If I could only keep one, I think I would go the cool white.
Six adjustable levels are sweet.
Nice balance of throw, spill for my needs.
Tailstand is stable.
Nice size, ease of use.....

The cool white nudges my warm white only on the fact I occassionally need a bit more throw at the cabin for checking stuff at the lake at night.

This light has really spoiled me for others. I "think" I could use an E1L or E2L, more for times when the light might get abused, and I wouldn't want to take the SPY there ( Caving). Not serious caves, but enough to have fun in. AND, either of the EnL's make better loaners.


----------



## Ian2381 (Feb 22, 2010)

Titanium MiNi AA. Everything I need in a small package.:twothumbs


----------



## bigsteve (Feb 22, 2010)

I have just got my new sr90 and its a great light so i would keep that one:thumbsup:


----------



## choombak (Feb 22, 2010)

I've found Peak LED lights to be very reliable, functional and well-built.
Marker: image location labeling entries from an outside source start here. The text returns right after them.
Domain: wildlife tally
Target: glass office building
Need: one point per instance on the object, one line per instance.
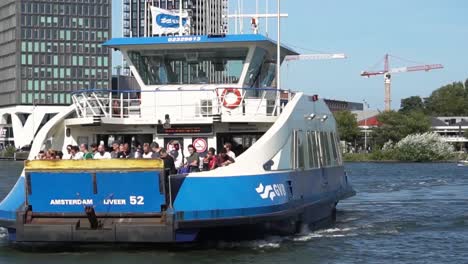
(50, 48)
(207, 16)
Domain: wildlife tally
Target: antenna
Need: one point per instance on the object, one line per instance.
(180, 19)
(278, 48)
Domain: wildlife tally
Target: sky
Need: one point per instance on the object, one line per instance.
(420, 31)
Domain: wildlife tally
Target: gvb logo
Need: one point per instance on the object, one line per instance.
(271, 191)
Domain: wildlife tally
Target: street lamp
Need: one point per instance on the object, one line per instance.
(366, 107)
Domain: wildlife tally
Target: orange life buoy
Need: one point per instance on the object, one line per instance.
(231, 104)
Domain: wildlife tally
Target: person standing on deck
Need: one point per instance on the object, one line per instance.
(169, 165)
(78, 153)
(230, 153)
(115, 150)
(224, 159)
(155, 147)
(147, 153)
(102, 153)
(193, 160)
(68, 154)
(86, 153)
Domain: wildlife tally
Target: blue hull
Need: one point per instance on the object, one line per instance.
(182, 210)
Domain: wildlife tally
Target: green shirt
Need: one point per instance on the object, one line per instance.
(88, 156)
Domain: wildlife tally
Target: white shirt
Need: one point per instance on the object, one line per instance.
(147, 156)
(231, 154)
(106, 155)
(78, 156)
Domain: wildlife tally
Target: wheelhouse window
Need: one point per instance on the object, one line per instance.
(189, 66)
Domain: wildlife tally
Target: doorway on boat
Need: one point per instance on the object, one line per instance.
(134, 140)
(240, 141)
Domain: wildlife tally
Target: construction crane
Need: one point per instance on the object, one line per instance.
(387, 73)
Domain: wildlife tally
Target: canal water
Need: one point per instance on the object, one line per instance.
(403, 213)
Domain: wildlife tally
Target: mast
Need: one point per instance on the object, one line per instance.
(278, 48)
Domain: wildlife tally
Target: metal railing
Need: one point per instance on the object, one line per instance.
(181, 104)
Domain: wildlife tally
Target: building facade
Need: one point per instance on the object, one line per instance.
(48, 49)
(207, 16)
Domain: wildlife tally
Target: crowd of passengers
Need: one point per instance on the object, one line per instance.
(172, 160)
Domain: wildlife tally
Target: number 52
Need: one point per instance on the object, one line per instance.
(137, 200)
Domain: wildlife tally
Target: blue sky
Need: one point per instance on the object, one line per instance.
(427, 31)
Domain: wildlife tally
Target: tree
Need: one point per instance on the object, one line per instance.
(413, 103)
(449, 100)
(395, 126)
(347, 125)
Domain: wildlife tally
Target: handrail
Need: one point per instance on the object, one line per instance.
(175, 90)
(180, 105)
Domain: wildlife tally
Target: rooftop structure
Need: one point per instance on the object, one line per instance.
(47, 50)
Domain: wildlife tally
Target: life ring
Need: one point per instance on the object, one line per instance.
(231, 104)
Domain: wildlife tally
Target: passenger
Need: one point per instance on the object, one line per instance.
(213, 150)
(230, 153)
(68, 154)
(78, 154)
(210, 162)
(137, 151)
(224, 159)
(115, 149)
(41, 155)
(122, 154)
(193, 160)
(127, 151)
(50, 154)
(94, 148)
(102, 153)
(73, 152)
(175, 153)
(169, 166)
(86, 153)
(147, 153)
(155, 147)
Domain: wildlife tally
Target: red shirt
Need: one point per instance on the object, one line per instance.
(213, 163)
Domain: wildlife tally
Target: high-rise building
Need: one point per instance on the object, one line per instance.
(49, 49)
(207, 16)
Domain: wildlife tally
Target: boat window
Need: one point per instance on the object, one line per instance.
(314, 151)
(283, 159)
(189, 66)
(255, 67)
(335, 158)
(298, 149)
(268, 74)
(339, 157)
(325, 149)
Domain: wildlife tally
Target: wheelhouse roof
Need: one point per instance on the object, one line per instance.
(204, 41)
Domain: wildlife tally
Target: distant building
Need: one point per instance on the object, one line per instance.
(49, 49)
(207, 17)
(337, 105)
(452, 129)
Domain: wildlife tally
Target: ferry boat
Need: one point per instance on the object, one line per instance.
(200, 90)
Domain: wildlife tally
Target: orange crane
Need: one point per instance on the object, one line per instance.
(387, 73)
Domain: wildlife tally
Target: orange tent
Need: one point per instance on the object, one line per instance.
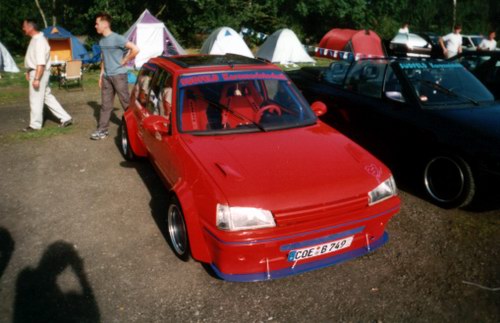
(359, 42)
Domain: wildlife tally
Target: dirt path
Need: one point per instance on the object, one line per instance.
(81, 236)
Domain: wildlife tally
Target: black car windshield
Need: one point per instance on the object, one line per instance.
(229, 102)
(444, 83)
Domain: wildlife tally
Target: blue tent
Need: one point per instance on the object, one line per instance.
(64, 45)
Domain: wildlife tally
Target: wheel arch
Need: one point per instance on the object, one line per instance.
(197, 245)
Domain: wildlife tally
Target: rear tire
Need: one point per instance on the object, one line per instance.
(177, 230)
(449, 181)
(125, 147)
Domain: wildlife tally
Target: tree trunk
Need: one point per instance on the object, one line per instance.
(41, 13)
(54, 18)
(454, 13)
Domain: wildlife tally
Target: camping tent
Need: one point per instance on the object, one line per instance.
(152, 38)
(64, 46)
(225, 40)
(7, 63)
(283, 47)
(359, 42)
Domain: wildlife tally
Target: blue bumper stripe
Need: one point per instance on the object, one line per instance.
(301, 268)
(312, 242)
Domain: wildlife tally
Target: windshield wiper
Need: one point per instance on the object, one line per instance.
(221, 107)
(448, 91)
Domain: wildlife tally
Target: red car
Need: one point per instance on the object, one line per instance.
(260, 187)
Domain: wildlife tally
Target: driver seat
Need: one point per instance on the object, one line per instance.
(194, 111)
(239, 99)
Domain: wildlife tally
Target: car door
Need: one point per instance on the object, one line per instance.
(158, 137)
(377, 110)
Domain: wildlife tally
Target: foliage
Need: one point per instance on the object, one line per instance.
(191, 20)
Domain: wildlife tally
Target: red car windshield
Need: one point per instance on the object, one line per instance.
(240, 102)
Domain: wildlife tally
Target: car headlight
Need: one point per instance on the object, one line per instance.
(243, 218)
(383, 191)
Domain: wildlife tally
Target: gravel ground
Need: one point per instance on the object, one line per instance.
(81, 240)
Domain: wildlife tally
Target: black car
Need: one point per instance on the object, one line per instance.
(485, 65)
(432, 117)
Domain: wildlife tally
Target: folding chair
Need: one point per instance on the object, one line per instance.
(72, 72)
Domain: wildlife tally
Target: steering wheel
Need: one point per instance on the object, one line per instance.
(271, 108)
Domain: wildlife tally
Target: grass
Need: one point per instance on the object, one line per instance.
(45, 132)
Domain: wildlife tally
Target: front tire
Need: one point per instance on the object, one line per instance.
(125, 147)
(177, 230)
(449, 181)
The Eiger (in brass) taking a AAA is a perfect EDC for me.

-Amarendra


----------



## TKC (Feb 23, 2010)

*If I only had to have 1 flashlight, it would be my McGizmo Haiku.

And frankly, since the arrival of my Haiku, it has been the only light that I have EDC'd.*


----------



## AlphaZen (Feb 23, 2010)

My Dereelight C2H. It has all of the features I want in an EDC. Small, simple u.i. with three good levels and mode memory, super bright, versatile battery configurations, upgradable, GITD accents and a bright white useful beam with a good mix of throw and spill.


----------



## Hans (Feb 23, 2010)

Still one of my HDS B42s, modded with an XPG R5. Four levels, insanely long runtimes on low, *very* bright on high, proven reliability. Plus it's smaller than the RA Clicky ...


----------



## gcbryan (Feb 23, 2010)

The practical answer, since I don't really "need" a flashlight often, would be my AAA Ultrafire light since it's easy to carry around (key chain type). This is the one I use the most. It's simple, has no modes and is a twisty.

But, if I really could only have just one I suppose I'd have to chose my Photon Pro since it has a bigger battery, has infinite ramping, is bright but with the ramping can last a long time and can be carried necklace style and has a red led secondary...it's just the most versatile. 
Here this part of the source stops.